操作系统为windows 2003 enterprise edition sp1.
今天早上就出现数据库连接不上的状况, 登到server一看, listener挂掉, 起不来, 也不能以DBA登录到db, 报tns无监听程序,协议适配器错误.
查看sqlnet.log:
***********************************************************************
Fatal NI connect error 12505, connecting to: (DESCRIPTION=(ADDRESS=(PROTOCOL=TCP)(HOST=HIS01)(PORT=1521))(CONNECT_DATA=(SID=HIS)(CID=(PROGRAM=D:\oracle\product\10.2.0\HIS\bin\emagent.exe)(HOST=HIS)(USER=SYSTEM))))
VERSION INFORMATION:
TNS for 32-bit Windows: Version 10.2.0.1.0 - Production
Windows NT TCP/IP NT Protocol Adapter for 32-bit Windows: Version 10.2.0.1.0 - Production
Time: 01-12月-2008 11:38:42
Tracing not turned on.
Tns error struct:
ns main err code: 12564
TNS-12564: TNS: 拒绝连接
ns secondary err code: 0
nt main err code: 0
nt secondary err code: 0
nt OS err code: 0
***********************************************************************
查看db alert log:
Mon Dec 01 11:36:55 2008
Errors in file d:\oracle\admin\his\udump\his_ora_3868.trc:
ORA-07445: exception encountered: core dump [] [] [] [] [] []
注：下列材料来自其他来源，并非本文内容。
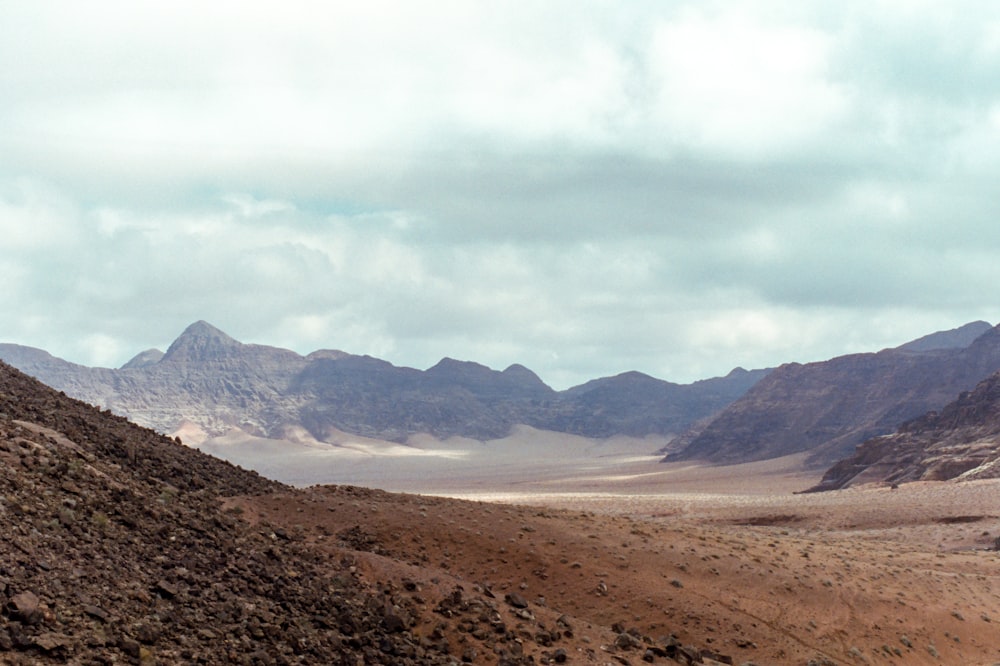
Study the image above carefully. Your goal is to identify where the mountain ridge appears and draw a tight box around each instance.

ORA-07445: exception encountered: core dump [] [] [] [] [] []
ORA-07445: exception encountered: core dump [] [] [] [] [] []
ORA-07445: exception encountered: core dump [] [] [] [] [] []
ORA-07445: exception encountered: core dump [] [] [] [] [] []
ORA-07445: exception encountered: core dump [] [] [] [] [] []
ORA-07445: exception encountered: core dump [] [] [] [] [] []
ORA-07445: exception encountered: core dump [] [] [] [] [] []
ORA-07445: exception encountered: core dump [] [] [] [] [] []
ORA-07445: exception encountered: core dump [] [] [] [] [] []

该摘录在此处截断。